Joris Mooij, scientific director of the Mercury Machine Learning Lab at the UvA: ‘It's a huge opportunity for us as researchers to have access to a live dataset of global data and be able to experiment on Booking.com's platform.’ Frans Oliehoek and Matthijs Spaan, scientific directors from TU Delft, agree. Oliehoek: ‘By testing AI techniques in the real world, we can better understand the limitations of current state-of-the-art methods in the field of reinforcement learning, as well as improve the application of AI in practice.’ Spaan: ‘The lab's focus on developing better algorithms for recommender systems is highly relevant to our society as these systems guide many of our digital interactions. By addressing fundamental AI challenges, the results of the lab will also be valuable in other domains.’

Onno Zoeter, Principal Data Scientist and Booking.com scientific director adds: ‘Unlike in a hospital scenario for example, where experimenting with different types of data-driven recommendation systems can have real life-and-death consequences for patients and their suggested treatment protocols, testing approaches, models and hypotheses with travel data from Booking.com doesn’t come with the same public health implications. This means we can safely test and develop new machine-learning methods together that also have a potential impact far beyond the trips booked on our platform.’

Learnings from other languages

Artificial intelligence and natural language processing are already used to perform many important tasks in different languages, such as categorising reviews and fraud detection. The researchers will look for ways of creating a system with multiple languages in which the smaller languages can benefit from what has been learned in models and rounds of experimentation with languages that are spoken more widely. This should enable Booking.com to support all 44 languages and dialects in which their platform is available to customers in various new contexts, even more quickly.

Nurturing talent

The Mercury Machine Learning Lab will be part of ICAI, the Innovation Center for Artificial Intelligence.
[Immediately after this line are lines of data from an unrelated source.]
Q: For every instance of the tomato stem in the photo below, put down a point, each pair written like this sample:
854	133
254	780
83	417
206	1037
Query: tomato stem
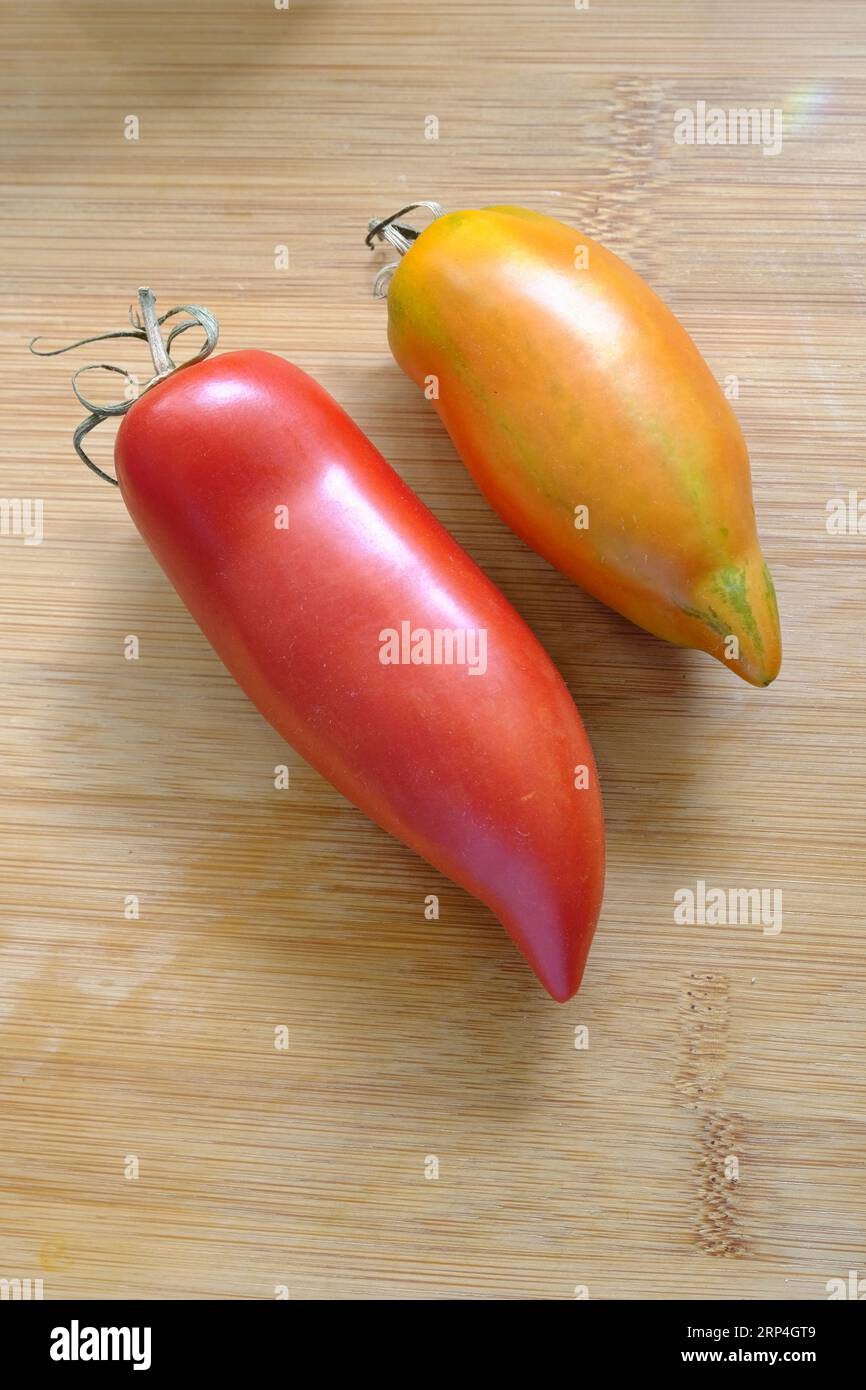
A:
399	235
146	324
161	362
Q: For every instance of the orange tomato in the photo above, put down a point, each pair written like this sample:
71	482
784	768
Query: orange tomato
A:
591	423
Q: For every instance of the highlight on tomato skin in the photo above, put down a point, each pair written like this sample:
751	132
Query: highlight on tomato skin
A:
484	772
591	423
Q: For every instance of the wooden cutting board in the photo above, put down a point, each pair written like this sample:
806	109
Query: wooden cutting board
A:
153	1139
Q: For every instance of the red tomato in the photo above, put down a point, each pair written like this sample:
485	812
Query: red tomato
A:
473	769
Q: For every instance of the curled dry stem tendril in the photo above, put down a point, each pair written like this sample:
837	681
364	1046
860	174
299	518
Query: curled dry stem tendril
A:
145	325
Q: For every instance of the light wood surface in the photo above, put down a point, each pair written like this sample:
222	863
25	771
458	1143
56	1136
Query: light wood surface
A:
260	908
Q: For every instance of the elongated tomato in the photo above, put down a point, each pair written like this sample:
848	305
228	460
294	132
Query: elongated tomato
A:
371	641
591	423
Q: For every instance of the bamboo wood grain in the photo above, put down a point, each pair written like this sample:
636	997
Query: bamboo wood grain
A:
154	1039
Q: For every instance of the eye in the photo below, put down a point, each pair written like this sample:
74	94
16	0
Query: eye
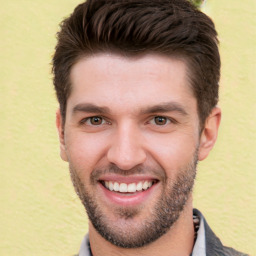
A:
93	121
160	120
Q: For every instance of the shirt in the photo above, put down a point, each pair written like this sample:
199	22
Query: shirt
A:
198	250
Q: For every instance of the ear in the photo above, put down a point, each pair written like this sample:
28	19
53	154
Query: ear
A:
209	133
60	127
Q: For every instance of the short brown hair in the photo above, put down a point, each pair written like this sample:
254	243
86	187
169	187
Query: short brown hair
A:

The Lab will provide world-class opportunities for Machine Learning graduates to stay in the Netherlands and lead innovative research, keeping important talent connected to Dutch universities and industry.

In addition to the existing researchers, the Mercury Machine Learning Lab will comprise six PhD candidates and two postdocs who will work on six different projects related to bias and generalisation problems over the course of the next five years. They will spend two days a week in the office at Booking.com doing research and actively participating in related streams of experimentation to test their hypotheses.